K-Nearest Neighbors (KNN) Implementation Tutorial with PXL
This tutorial demonstrates how to classify data using the K-Nearest Neighbors (KNN) algorithm with the PXL framework. We will cover the implementation of KNN using both Tensor and Pointer approaches with PXL’s Map for parallel processing.
Prerequisites:
Before starting, it is recommended to review the following tutorials:
- SDK Workflow: Provides an overview of the SDK’s architecture and workflow.
- Get Started: Guides you through setting up your development environment.

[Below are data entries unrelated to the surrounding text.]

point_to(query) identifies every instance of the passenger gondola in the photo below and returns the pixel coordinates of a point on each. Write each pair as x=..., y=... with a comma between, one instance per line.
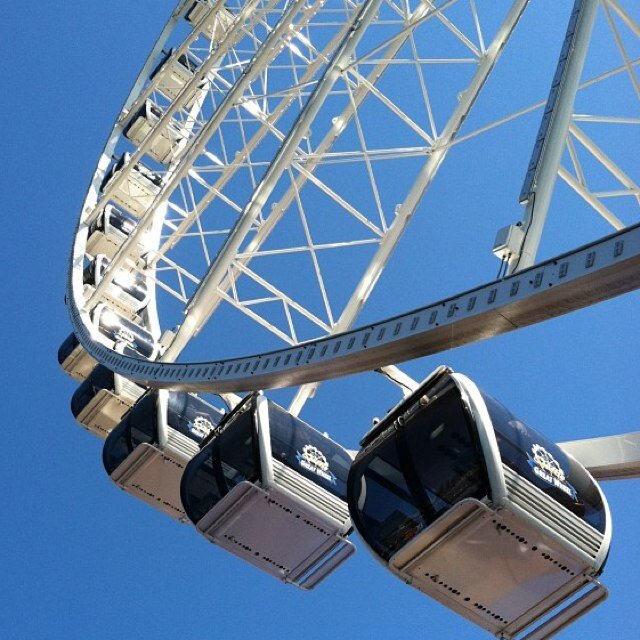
x=103, y=399
x=146, y=453
x=137, y=190
x=172, y=74
x=128, y=292
x=270, y=489
x=165, y=145
x=219, y=20
x=465, y=502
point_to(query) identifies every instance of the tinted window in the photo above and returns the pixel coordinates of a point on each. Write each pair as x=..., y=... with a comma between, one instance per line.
x=308, y=451
x=543, y=463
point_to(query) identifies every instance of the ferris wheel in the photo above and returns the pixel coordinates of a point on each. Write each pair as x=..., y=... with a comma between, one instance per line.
x=259, y=177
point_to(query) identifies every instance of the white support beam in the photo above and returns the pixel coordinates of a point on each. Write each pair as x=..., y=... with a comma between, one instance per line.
x=550, y=143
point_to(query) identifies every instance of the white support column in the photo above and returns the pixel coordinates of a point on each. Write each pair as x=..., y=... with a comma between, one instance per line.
x=268, y=51
x=406, y=210
x=199, y=308
x=547, y=154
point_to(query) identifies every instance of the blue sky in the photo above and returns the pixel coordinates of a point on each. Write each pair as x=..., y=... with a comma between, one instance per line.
x=80, y=559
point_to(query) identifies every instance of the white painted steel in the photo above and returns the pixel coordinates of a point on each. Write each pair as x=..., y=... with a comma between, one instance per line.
x=608, y=458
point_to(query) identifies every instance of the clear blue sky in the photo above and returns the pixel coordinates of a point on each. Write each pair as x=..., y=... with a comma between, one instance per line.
x=79, y=558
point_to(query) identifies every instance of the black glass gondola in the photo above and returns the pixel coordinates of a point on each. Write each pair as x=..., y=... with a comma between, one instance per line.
x=219, y=18
x=147, y=452
x=171, y=75
x=468, y=504
x=165, y=143
x=270, y=489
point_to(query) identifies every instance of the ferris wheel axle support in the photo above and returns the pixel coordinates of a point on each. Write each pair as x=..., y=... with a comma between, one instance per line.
x=200, y=307
x=550, y=141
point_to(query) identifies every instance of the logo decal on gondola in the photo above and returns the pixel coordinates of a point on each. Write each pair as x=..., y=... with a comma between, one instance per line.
x=200, y=427
x=312, y=459
x=547, y=468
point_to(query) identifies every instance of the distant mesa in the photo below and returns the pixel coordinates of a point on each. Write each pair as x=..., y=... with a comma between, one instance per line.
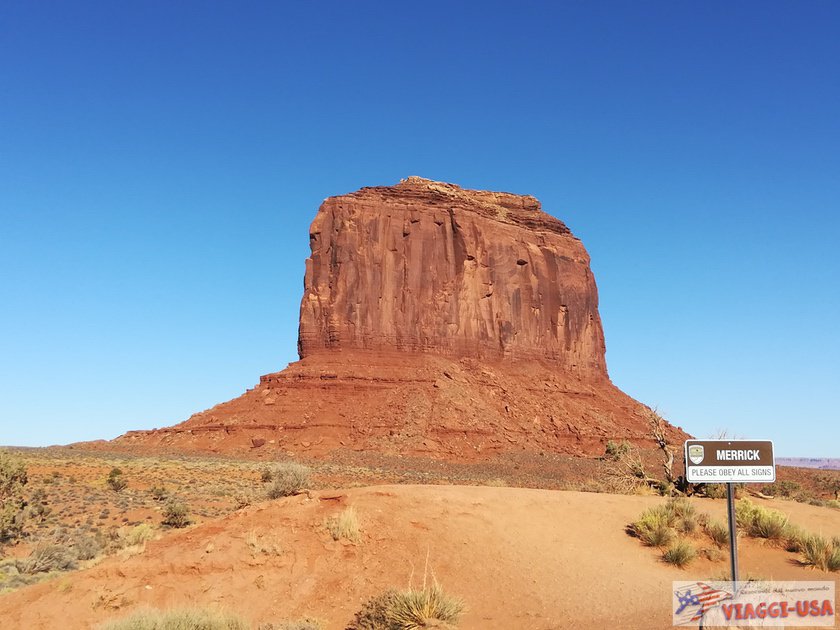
x=434, y=320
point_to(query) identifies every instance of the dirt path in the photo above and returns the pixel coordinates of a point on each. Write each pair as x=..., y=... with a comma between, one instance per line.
x=520, y=559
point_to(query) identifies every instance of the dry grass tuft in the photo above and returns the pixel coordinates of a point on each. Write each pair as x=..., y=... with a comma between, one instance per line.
x=680, y=554
x=345, y=525
x=287, y=479
x=180, y=619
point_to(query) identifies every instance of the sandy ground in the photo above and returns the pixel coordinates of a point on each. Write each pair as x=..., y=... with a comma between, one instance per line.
x=520, y=559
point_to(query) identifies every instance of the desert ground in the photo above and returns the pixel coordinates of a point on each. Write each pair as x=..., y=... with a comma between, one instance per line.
x=540, y=557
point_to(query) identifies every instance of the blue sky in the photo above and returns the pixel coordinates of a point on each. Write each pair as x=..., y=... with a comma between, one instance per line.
x=160, y=164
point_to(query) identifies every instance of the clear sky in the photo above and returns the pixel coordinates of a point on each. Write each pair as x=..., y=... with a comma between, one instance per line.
x=160, y=163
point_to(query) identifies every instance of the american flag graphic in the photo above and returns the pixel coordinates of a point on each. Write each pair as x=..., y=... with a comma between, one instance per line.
x=694, y=600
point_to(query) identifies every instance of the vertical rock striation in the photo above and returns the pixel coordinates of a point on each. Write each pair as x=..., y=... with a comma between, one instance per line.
x=430, y=267
x=435, y=320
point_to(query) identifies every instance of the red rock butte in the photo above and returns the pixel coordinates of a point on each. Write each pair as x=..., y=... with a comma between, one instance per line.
x=434, y=320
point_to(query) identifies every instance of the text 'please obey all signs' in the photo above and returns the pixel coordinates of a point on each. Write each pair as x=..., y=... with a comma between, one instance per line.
x=729, y=461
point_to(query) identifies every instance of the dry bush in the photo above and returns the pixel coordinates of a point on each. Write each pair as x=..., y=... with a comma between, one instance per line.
x=139, y=534
x=260, y=545
x=761, y=522
x=345, y=525
x=615, y=450
x=654, y=528
x=680, y=554
x=714, y=490
x=820, y=552
x=288, y=478
x=718, y=532
x=86, y=547
x=175, y=514
x=116, y=481
x=307, y=623
x=13, y=478
x=410, y=609
x=180, y=619
x=47, y=557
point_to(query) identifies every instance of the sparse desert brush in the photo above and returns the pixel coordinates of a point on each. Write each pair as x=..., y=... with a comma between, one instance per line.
x=718, y=532
x=158, y=493
x=821, y=553
x=86, y=547
x=654, y=527
x=307, y=623
x=714, y=490
x=680, y=554
x=261, y=545
x=345, y=525
x=47, y=557
x=181, y=619
x=745, y=513
x=760, y=522
x=116, y=481
x=615, y=450
x=792, y=538
x=139, y=534
x=410, y=609
x=680, y=508
x=242, y=500
x=13, y=478
x=711, y=553
x=175, y=514
x=288, y=478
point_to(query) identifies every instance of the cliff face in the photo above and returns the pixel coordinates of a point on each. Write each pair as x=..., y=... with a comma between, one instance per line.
x=429, y=267
x=434, y=320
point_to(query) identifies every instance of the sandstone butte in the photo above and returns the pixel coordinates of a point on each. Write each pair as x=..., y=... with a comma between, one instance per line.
x=434, y=321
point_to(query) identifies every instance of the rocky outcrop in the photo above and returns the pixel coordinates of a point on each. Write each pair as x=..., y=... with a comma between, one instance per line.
x=434, y=320
x=429, y=267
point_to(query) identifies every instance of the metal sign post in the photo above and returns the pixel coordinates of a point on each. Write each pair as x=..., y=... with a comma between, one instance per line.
x=733, y=534
x=730, y=462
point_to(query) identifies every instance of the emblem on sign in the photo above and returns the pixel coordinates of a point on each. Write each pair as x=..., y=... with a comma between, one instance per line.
x=695, y=453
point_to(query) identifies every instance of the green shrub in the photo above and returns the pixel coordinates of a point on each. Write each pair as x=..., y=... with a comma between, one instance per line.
x=86, y=547
x=288, y=478
x=718, y=532
x=345, y=525
x=182, y=619
x=115, y=480
x=175, y=514
x=653, y=527
x=715, y=490
x=13, y=478
x=374, y=613
x=616, y=450
x=820, y=552
x=139, y=534
x=680, y=554
x=45, y=558
x=792, y=539
x=158, y=493
x=306, y=623
x=760, y=522
x=411, y=609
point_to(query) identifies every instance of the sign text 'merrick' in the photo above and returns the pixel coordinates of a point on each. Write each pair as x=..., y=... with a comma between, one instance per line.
x=729, y=461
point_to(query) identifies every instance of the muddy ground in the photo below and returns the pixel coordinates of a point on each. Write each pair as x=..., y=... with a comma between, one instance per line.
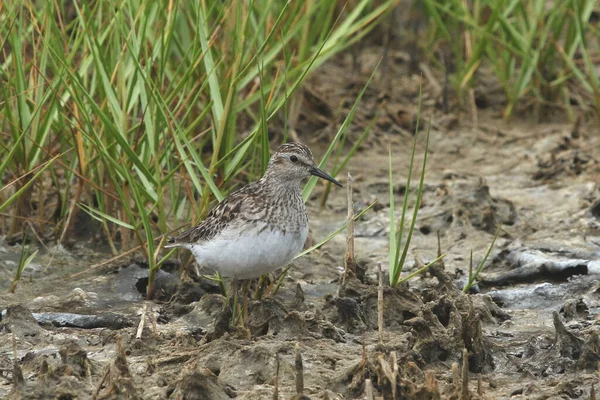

- Hello Sort: Introduces basic concepts using a simple sorting example.
- Emulator on Docker: Guides you through setting up the emulator on Docker.
Overview
The KNN algorithm works by:
- Finding the K nearest neighbors to a target point.
- Taking a majority vote of their labels to classify the target.
Our implementation includes three main approaches:
- Host Implementation: Uses the CPU for computation.
- Implementation using Tensor: Utilizes PXL’s Map execution mode to efficiently process data in parallel through tensor operations.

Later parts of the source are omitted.